Farmer John Solves 3 SUM

USACO 2020 Jan Gold 2

Problem

Solution

Classic range DP problem, which might be challenging to come up with at first. Define DP as following.

$dp[i][j]= \text{number of triples that has sum of 0, indexes are between i and j}$

We can calculate $dp[i][j]$ by using PIE, thinking about the edge indices, $i$ and $j$.

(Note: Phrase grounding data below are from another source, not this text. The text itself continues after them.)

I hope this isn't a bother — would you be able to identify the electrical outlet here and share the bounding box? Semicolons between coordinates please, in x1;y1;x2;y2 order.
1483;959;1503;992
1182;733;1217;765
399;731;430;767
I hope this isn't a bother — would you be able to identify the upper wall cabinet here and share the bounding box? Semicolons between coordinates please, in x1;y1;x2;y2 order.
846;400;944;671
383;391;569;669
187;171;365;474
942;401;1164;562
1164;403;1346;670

$dp[i][j]=dp[i+1][j]+dp[i][j-1]-dp[i+1][j-1]+trp[i][j]$

$trp[i][j]$ refers to number of $k(i<k<j)$ such that $S_i+S_k+S_j=0$.
$trp[i][j]$ can be calculated in preprocessing, in $O(N^2)$ time.

Code

#include <iostream>
#include <algorithm>
using namespace std;
const long long B=1e6;
long long N, Q, dp[5010][5010], a[5010], mark[2000010], ts[5010][5010];
long long solve(long long i, long long j){
    long long &r=dp[i][j];
    if(j-i<=1)
        r=0;
    if(r!=-1)
        return r;
    else{
        r=solve(i+1, j)+solve(i, j-1)-solve(i+1, j-1)+ts[i][j];
    }
    return r;
}
int main(){
    ios_base::sync_with_stdio(false);
    cin.tie(NULL);
    cin >> N >> Q;
    fill(&dp[0][0], &dp[5009][5010], -1);
    for(long long i=1; i<=N; i++)
        cin >> a[i];
    for(long long i=1; i<N; i++){
        for(long long j=i+1; j<=N; j++){
            long long v=-a[i]-a[j]+B;
            if(v>=0 && v<2000010)
                ts[i][j]=mark[v];
            mark[a[j]+B]++;
        }
        for(long long j=N; j>=i+1; j--){
            mark[a[j]+B]--;
        }
    }
    
    for(long long i=1; i<=Q; i++){
        long long u, v; cin >> u >> v;
        cout << solve(u, v) << "\n";
    }
    return 0;
}